The opposition of the raw and the cooked, to borrow from the title of Claude Lévi-Strauss’s most cited though not best-read book, seems basic to our ideas of nature and culture. A raw prawn is part of the sea; broiled, it becomes part of our art. But for Lévi-Strauss the real work was done by the third leg of his “culinary triangle”: the rotting. Spoilage, after all, is a natural tendency of food and the most urgent reason we transform nature into culture—we’re desperately trying to keep what we’re about to eat from going bad.
The line between the raw and the cooked is, to be sure, nebulous; a plate of sushi is both raw and cooked, “made,” in the cultural sense, by a knife and seaweed. Sushi is the dream of pure sensation, but herring is the normal state of life. The more consequential point is that cooked meat decays more slowly than raw; pickling and curing postpone the unpalatable end even longer.

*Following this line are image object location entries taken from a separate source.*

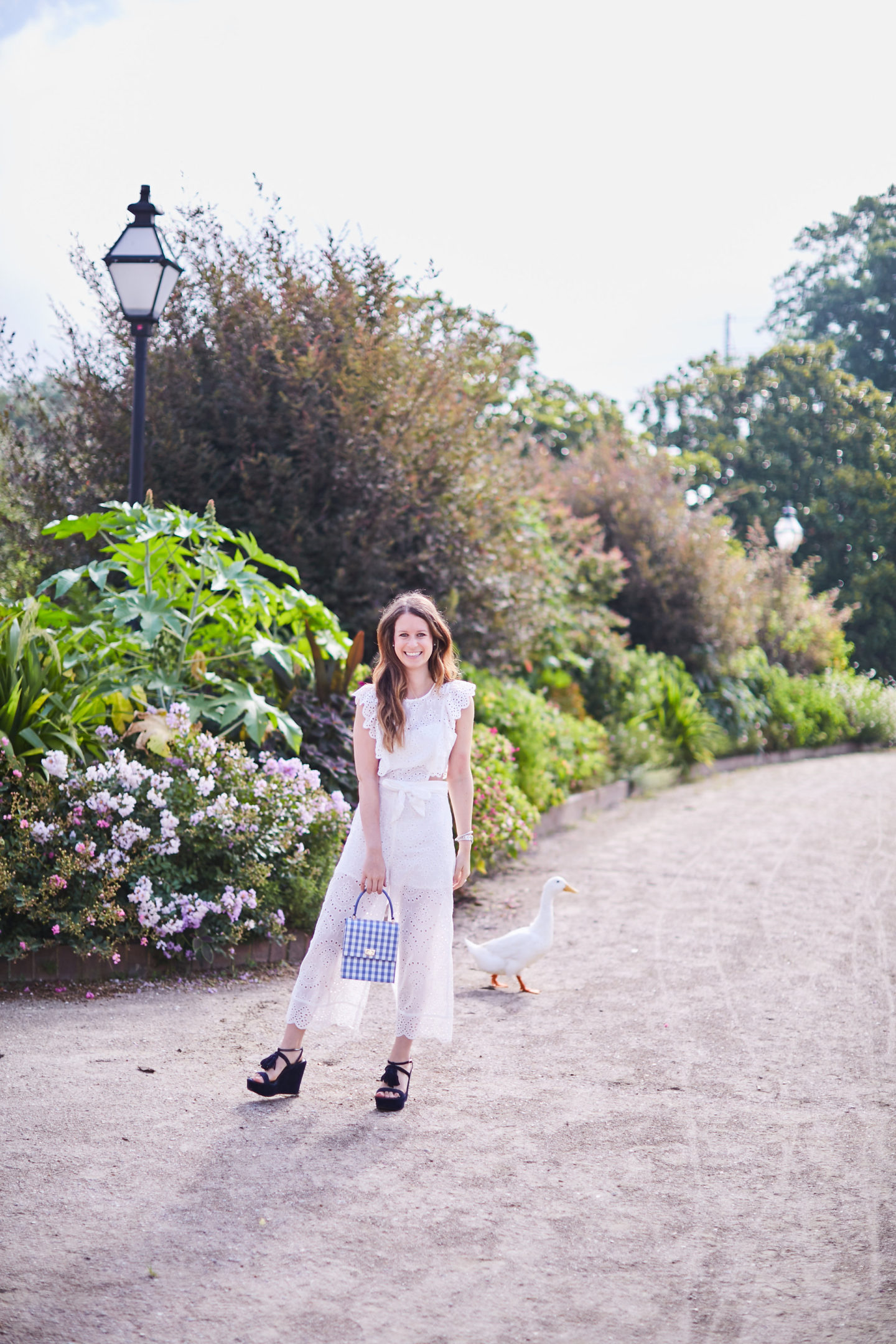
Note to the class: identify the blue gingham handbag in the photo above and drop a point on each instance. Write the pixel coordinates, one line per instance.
(370, 946)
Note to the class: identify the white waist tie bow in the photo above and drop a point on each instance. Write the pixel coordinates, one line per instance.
(418, 795)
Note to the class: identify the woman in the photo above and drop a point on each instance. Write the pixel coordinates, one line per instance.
(413, 738)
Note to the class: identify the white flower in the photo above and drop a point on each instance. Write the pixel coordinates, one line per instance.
(178, 717)
(142, 889)
(168, 824)
(128, 834)
(131, 773)
(55, 763)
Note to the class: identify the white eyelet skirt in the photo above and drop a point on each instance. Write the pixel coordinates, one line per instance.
(418, 849)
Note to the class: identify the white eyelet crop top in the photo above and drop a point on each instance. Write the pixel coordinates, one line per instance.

We save the world from rotting by rolling it in salt, smoking it in maple fires, preserving it in brine. Nature is always going bad, and the most immediate form of “good” that humans know is keeping that from happening. Sisyphus’ famous boulder, rolled uphill and crashing down again, is better represented in our daily lives by the nova we eat on Sunday morning’s bagel—salmon saved from spoiling by smoke and salt—with the knowledge that lox, too, has a sell-by date. Its own bagel-shaped boulder ultimately rolls back down.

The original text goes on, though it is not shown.